Today we visited a floating fishing and pearling village, being taken there in a type of punt, steered by a lovely Vietnamese lady wearing the traditional straw hat - we had to wear them too of course. There were about 50 floating dwellings in the village - the people live by very traditional means (fishing, obviously) and sell to merchants who sail out to meet them and bring them vegetables, fruit and rice.

Talking of food - it's been excellent. Lots of fresh herbs, flavours of chilli and lime, plenty of noodles and rice, seafood, chicken, pork and beef. The food is similar in a way to Chinese, but much lighter and less greasy. We have yet to see an overweight Vietnamese, but they seem to be eating all the time!

When we returned just now to our hotel in Hanoi, we found we'd been upgraded to what feels like the honeymoon suite - with a little internal balcony and the most ornate bathroom complete with multi-function shower.

Tomorrow afternoon we leave for Hue by plane - there's an ancient citadel to explore there. Before that - we're braving the Hanoi streets again to find some of the local beer at 12p for a half pint, drunk by the side of the road.

Thursday, January 20

Singapore – first experience of Southeast Asia


We’ve now had our first 24 hours in SE Asia and been suitably impressed by our initial experience of Singapore, having arrived yesterday morning after a 15 hour Singapore Airlines flight from Manchester via Munich – I have to say the service on board was excellent and I enjoyed 2 films (Social Network about the original development of Facebook by Mark Zuckerberg and Wall Street: Money Never Sleeps, the sequel to Wall Street again starring Michael Douglas as Gordon Gecko now out of prison, based around the time of the 2008 banking crisis.)

We spent around 7 hours in Singapore City, admiring the futuristic architecture, most remarkably represented by the Marina Resort Casino consisting of 3 tall blocks with a boat shape straddling the top of all three. The Singapore Cricket Club conjured up British Colonial times with its stuffy looking ambience and “members only” rule. We walked along Boat Quay where there are numerous river front restaurants (including bizarrely The Manchester United Cafe) and where you run the gauntlet of waiters trying to entice you with offers of Happy Hour beers. We eventually settled for one offering small snacks of dim sum.

The ubiquitous tour bus ride round the city followed as we attempted to ward off the increasing jet lag followed by the essential visit to Raffles for the original Singapore Sling (invented in 1915).
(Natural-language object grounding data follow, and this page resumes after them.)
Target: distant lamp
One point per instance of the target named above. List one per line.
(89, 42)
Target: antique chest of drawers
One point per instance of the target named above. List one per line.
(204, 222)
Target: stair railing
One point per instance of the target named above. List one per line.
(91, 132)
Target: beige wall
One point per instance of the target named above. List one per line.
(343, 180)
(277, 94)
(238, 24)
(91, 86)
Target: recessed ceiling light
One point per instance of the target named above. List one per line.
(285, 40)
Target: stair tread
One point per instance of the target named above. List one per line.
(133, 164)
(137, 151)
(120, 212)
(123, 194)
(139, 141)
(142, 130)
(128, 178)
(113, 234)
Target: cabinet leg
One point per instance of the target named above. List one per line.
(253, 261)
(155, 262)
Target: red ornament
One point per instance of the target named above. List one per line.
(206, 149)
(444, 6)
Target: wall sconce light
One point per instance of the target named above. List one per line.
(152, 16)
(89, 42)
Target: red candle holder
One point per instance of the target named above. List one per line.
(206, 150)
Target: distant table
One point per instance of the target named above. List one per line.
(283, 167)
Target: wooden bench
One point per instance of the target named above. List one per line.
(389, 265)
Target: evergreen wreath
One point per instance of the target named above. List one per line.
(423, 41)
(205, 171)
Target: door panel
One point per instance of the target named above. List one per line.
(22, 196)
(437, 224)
I have to say the hotel still has an amazing elegant style – we vowed to stay there one day.

After another snack in an open air courtyard, with tiredness now beginning to overwhelm us, we hired a taxi back to our hotel for what turned out to be an interesting ride viewing the now illuminated skyline. The driver explained that taxi drivers must be Singaporean and must “sell” the country to tourists, which he certainly did with an interesting commentary all the way.
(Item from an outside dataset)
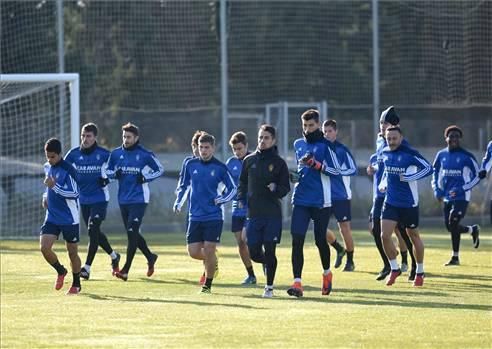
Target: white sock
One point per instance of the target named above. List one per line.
(394, 264)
Incredibly, we managed to sleep for 12 hours, which successfully overcame our jet lag in one go. This morning we walked around the area close to the hotel, with markets stocked up for Chinese New Year on 2nd/3rd Feb (The year of the Rabbit), numerous shops of all descriptions, a large park with 20km running and cycle track alongside the coast on reclaimed land. The view along the coast consisted of at least 100 container ships, tankers etc, presumably waiting to load up in the huge Singapore Port.
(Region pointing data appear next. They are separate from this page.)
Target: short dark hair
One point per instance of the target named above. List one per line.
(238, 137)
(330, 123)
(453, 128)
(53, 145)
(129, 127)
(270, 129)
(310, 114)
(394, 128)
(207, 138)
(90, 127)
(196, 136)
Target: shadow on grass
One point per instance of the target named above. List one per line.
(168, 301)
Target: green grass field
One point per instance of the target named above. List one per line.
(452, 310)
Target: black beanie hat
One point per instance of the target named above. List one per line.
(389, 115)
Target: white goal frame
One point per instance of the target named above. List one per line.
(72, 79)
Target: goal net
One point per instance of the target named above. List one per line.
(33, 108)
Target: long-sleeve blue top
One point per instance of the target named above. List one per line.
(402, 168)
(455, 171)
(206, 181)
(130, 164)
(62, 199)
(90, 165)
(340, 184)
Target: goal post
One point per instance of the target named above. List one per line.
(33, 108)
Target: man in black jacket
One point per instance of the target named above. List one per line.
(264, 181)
We also discovered an impressive Sri Lankan temple in a backstreet that a local driver didn’t know was there and tried to direct us miles away! Award for the most boring photo seen being taken so far, an escalator leading to a walkway over the road – imagine showing that to your friends.

We’re now in Hanoi, Socialist Republic of Viet Nam, and first experience of this remarkable country. The taxi ride from the airport to the old town was like wacky races but our driver was very calm. At over 30,000 dong to the pound, we’re already dong millionaires several times over. The people have been so welcoming, we’ve never been treated so well when arriving at a hotel.